桂华家就那几间又破又小的老屋,拥挤着桂华的大弟、二弟两个小家庭。桂华的父母还活着,真是“儿孙满堂”,可惜进了那个家就充分体会到人口的密集、连屁股也转不过来,她看着也觉得可怜。有什么办法呢?当年桂华如果不是跑到无锡,而是像她跟大军而去,也许桂华一家后来就会大为不同。看看吧,仅仅就是一个人的不同,一切就都不同了,影响也许是几十年、上百年,让她感到多么后怕、颤栗啊。但她并非侥幸,她相信是她命硬。她不是从小就意识到她将超过她们的吗?大半辈子下来了,已经得到了证明,无可改变了。

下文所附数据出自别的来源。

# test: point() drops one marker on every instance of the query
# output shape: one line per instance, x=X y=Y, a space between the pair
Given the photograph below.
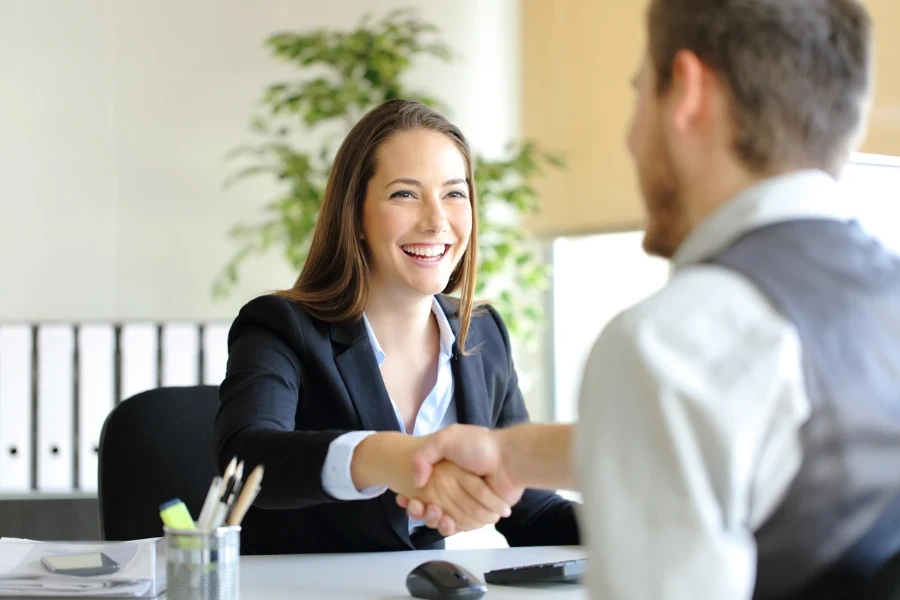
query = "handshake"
x=465 y=477
x=456 y=479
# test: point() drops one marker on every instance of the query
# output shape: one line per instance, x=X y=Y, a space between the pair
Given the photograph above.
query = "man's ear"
x=687 y=90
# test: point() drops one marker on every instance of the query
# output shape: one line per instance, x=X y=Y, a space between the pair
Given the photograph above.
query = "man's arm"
x=538 y=455
x=688 y=436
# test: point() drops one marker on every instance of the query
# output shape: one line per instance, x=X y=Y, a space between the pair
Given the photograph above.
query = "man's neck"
x=704 y=195
x=399 y=322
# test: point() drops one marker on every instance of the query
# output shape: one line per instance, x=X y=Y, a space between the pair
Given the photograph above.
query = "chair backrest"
x=885 y=585
x=155 y=446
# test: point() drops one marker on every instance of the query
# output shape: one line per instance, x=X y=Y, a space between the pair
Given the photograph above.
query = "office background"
x=114 y=123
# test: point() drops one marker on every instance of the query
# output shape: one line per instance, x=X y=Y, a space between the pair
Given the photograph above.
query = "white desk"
x=382 y=575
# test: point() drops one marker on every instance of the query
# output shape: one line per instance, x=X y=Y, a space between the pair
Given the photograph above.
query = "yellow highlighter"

老百姓的生命力有如野草,哪怕火烧、锹铲之后,不知不觉之中它又会自自然然生长、繁盛。社会才安定了十多年,就随处可见人们在把旧屋翻成新屋,实现一些新的居住要求。老家的巷子里也是这样,桂华家对门的素梅从南乡柴墟回来,给儿子弄屋;接着便是素梅的做木匠的堂弟也把百年老屋翻成了水泥平顶的高高的新屋,都打下了楼房的地基,只要公家有关政策一许可,他们就都要在平顶上竖起楼来。那些新屋砌得那样高,都是违反有关规定的,但只要没有人到城建管理部门去告状,又找到个把熟人暗中做主,一切也就过去了。这些行情她当然知道。桂华家南边与东边的、人家,也都把旧屋拆了,建成了新屋,东边的一家而且建得特别高,平顶就是晒台,花花绿绿的衣服在桂华一家人头飘荡,连桂华家吃的大米饭还是小米饭都看得清清楚楚。桂华家的屋子处在三面高房大屋包围之下,局促、低矮而寒伧,只有北面与她家接邻,相对还说得过去。她的屋子虽然也显得很差了,但她不在乎,她全家都不靠老家这屋子居住。

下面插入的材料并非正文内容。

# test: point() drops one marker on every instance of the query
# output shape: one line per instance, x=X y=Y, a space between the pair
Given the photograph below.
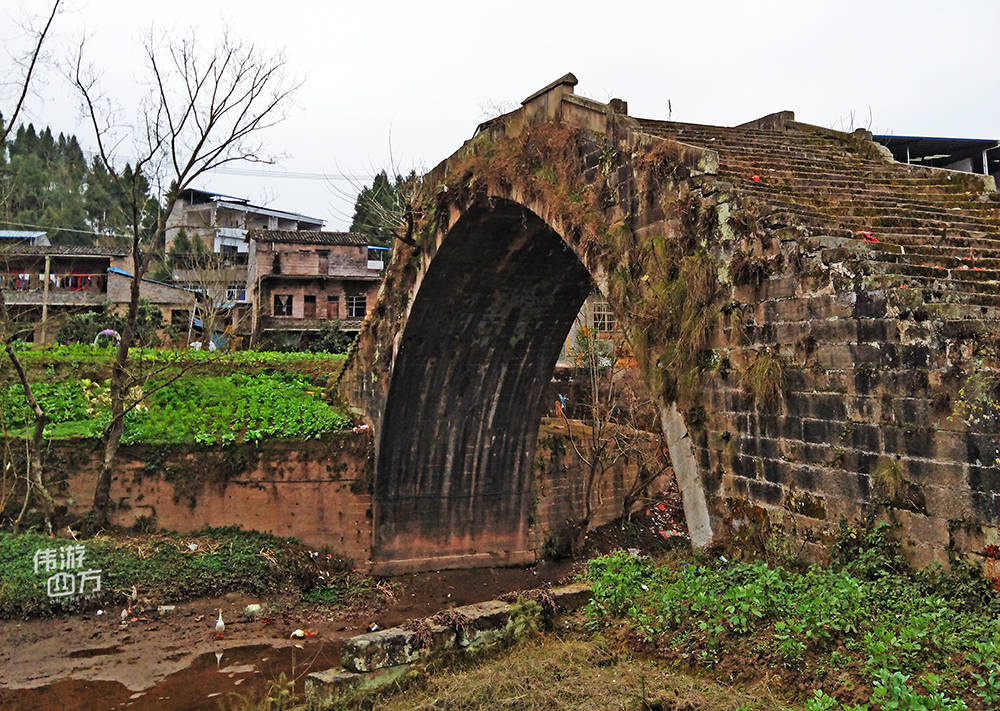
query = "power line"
x=77 y=230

于是桂华家也想弄屋了,但弄屋必须有四邻签字同意,管理部门才能给予执照。桂华的母亲在老家找不到她,竟然叫了三轮车摸到她的宿舍楼上来了,还带了二斤水果。一提到房子她就明白了一切,她的头脑中出现了未来的景象:桂华家那边翻建成了高高的新屋,她这边的房屋就相形破旧、矮小,阳光全被遮断,如果是打下楼房地基有朝一日竖起楼层,情况对于她就会更糟。随之,历史的问题从心底翻腾上来,任何时候,她都是要压住桂华家那边的呀,否则,她就等于忘记了自己、不是自己了。一切在她的头脑重新显现,复仇的蛇从深处缓慢而坚定地行来,它老成和有把握得多了,它捕捉住了这个也许是最后的时机……她满口答应,让桂华的母亲又感激又欢喜而去,但她马上就到了城建管理部门。她只说她南边的一家要弄屋,不管是弄成新式平顶,还是老式人字形屋顶,请按规定控制其高度。她在那里当然可以找到人头,一切心领神会。

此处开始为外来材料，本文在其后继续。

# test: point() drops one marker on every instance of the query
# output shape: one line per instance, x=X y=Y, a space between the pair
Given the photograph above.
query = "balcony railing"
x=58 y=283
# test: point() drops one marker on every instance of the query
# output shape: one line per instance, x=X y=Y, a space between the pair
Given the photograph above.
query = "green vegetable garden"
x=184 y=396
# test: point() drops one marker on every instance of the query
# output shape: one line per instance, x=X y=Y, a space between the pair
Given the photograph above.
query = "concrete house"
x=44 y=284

那以后,桂华家弄屋就成了一场悲剧。从打基础开始,不停地有城建警察骑了摩托车来检查。不准打下楼房地基,不准超过规定高度,也不准弄成平顶。为什么旁边的都弄了,不准我们弄?旁边的我们没有及时发现,我们以后会有处理的,发现了的就不准。桂华家不得不停了工,停工自然是为了找到熟人,打通城建部门的关系,也为了不服气。于是,猜到了背后是她在阻拦。可是她躲在她的宿舍楼里,有时又到她的两个女儿家去,老家门上一把锁,让桂华家的人找不着她。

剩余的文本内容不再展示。